(concurring and dissenting):
I concur in Judge Werker’s carefully considered opinion except for its provision that upon remand any interview of employees by attorneys for the defendants must be conducted “in the presence of the court or a magistrate so that any interviewed employee will be protected from intimidating or coercive questioning” (p. 1037, supra). In my view this requirement may have just the opposite effect from that intended. In addition, since many employees are involved, it could result in unnecessary waste of judicial resources and inconvenience to employees.
To require employees who may possibly become witnesses to leave work and proceed to court for interrogation by defense counsel in a strange and formal atmosphere before a judicial official unfamiliar to them may well serve to increase, rather than ease, the apprehension of the employees, as well as to heighten the chance that their identities will become known to the defendants themselves. Since the defendants are already faced with criminal charges in the district court as well as with unfair labor practice charges before the National Labor Relations Board, the chance that their counsel would attempt to intimidate a witness in a private interview strikes me as minimal, particularly since evidence of intimidation might be admissible against the defendants at trial. See United States v. Lord, 565 F.2d 831, 835 n. 2 (2d Cir. 1977); United States v. Cirillo, 468 F.2d 1233, 1240 (2d Cir. 1972), cert. denied, 410 U.S. 989, 93 S.Ct. 1501, 36 L.Ed.2d 188 (1973); 2 Wigmore, Evidence § 278 (3d ed. 1940).

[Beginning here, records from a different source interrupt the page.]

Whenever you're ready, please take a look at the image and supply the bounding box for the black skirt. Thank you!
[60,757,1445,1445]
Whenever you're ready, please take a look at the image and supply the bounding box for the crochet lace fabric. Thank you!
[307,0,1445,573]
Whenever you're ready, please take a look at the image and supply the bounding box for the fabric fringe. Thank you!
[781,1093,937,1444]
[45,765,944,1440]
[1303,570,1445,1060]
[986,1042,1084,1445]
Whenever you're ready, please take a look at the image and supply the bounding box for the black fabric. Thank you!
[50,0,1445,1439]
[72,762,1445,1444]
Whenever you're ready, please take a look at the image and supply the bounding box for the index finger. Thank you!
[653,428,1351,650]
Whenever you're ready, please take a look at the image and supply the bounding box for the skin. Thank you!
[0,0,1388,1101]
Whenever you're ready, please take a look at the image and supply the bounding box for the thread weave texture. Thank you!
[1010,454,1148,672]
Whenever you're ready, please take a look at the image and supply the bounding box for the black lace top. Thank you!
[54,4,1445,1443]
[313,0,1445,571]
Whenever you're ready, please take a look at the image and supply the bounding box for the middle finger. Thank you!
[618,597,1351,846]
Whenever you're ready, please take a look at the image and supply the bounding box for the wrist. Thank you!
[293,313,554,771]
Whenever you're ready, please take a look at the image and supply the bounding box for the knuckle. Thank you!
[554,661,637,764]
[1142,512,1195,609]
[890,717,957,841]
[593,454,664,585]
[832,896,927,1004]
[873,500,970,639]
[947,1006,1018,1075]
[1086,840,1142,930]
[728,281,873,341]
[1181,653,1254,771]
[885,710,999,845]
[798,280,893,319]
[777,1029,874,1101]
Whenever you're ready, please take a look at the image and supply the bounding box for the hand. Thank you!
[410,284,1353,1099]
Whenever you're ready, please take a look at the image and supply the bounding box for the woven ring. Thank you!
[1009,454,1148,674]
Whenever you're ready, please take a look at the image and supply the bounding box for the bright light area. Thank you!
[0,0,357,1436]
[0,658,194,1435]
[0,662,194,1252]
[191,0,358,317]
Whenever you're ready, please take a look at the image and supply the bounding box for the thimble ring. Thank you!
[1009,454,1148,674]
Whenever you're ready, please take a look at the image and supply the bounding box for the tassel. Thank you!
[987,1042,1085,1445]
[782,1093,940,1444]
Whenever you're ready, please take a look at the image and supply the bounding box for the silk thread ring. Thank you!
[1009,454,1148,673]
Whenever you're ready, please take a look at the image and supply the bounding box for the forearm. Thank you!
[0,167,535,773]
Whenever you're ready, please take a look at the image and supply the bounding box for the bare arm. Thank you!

We are not here dealing with the possibility of one or two interviews but with the prospect of interviews of some 150 or more employees.1 The employees, moreover, may prove to be important to the defense not only to determine whether their signatures were forged (which would require very little questioning) but also to find out whether they were coerced into signing the cards by either Matthew Eason, a convicted felon, or by his alleged henchman Fred Lawson, who, according to the appellees, has been convicted of a long series of felonies, including assault, rape, forgery, and possession of a deadly weapon and of narcotics.
The only practical method for determining whether the employees were subjected to coercion or duress would be to permit defense counsel to interview each employee who signed an authorization card (or at least those who are in the bargaining unit and whose cards were not clearly forged). Each of these interviews would take more time than a mere interrogation to determine the authenticity of the signature. Since defense counsel would not know which employees might have been the subject of coercion or duress, they would, under the majority’s decision, be forced to subpoena a large number of employees to appear in court for questioning, which would lead to a substantial waste of judicial resources and a greater risk of identification by the defendants.
If approached informally at home or at work the average employee would in my view be much more likely to cooperate in answering questions, particularly if he realized that failure to do so would require him to appear pursuant to subpoena before a magistrate, than if he were forced in the first place to come to court and spend a good deal of time waiting around to be questioned. In short, there would be less risk of intimidation, less waste, and less danger of identification or retaliation by the defendants if the witnesses were inter*1039viewed privately by defense counsel and brought before the judge or magistrate only if they proved to be recalcitrant.
I further believe that it should be made clear to the district court that in vacating the criminal contempt order and remanding the matter to it for reconsideration we are not holding that it would be an abuse of discretion for the district court, after full consideration of the record in the light of our modification of its order, to exercise its power to hold parties in criminal contempt. Since we have substantially modified the district court’s order so as to preclude access to the authorization cards by the defendants personally and the NLRB had no feasible alternative for testing the original discovery order, we must give the district court the opportunity to reconsider its holding and penalty in the light of our modification and appellant’s decision to comply or not to comply with the order as modified. See Nilva v. United States, 352 U.S. 385, 396, 77 S.Ct. 431, 1 L.Ed.2d 415 (1957); Yates v. United States, 356 U.S. 363, 366, 78 S.Ct. 766, 2 L.Ed.2d 837 (1958); Donovan v. City of Dallas, 377 U.S. 408, 414, 84 S.Ct. 1579, 12 L.Ed.2d 409 (1964); and Southern Railway Co. v. Lanham, 403 F.2d 119, 135 (5th Cir. 1968).
. The exact number of authorization cards submitted by Local 20408 is unknown, but the NLRB requires signatures of at least 30% of the employees to accompany any representation petition, and IDC has some 500 employees. See Brief for U.S. Attorney at 4; Appendix at 85-86.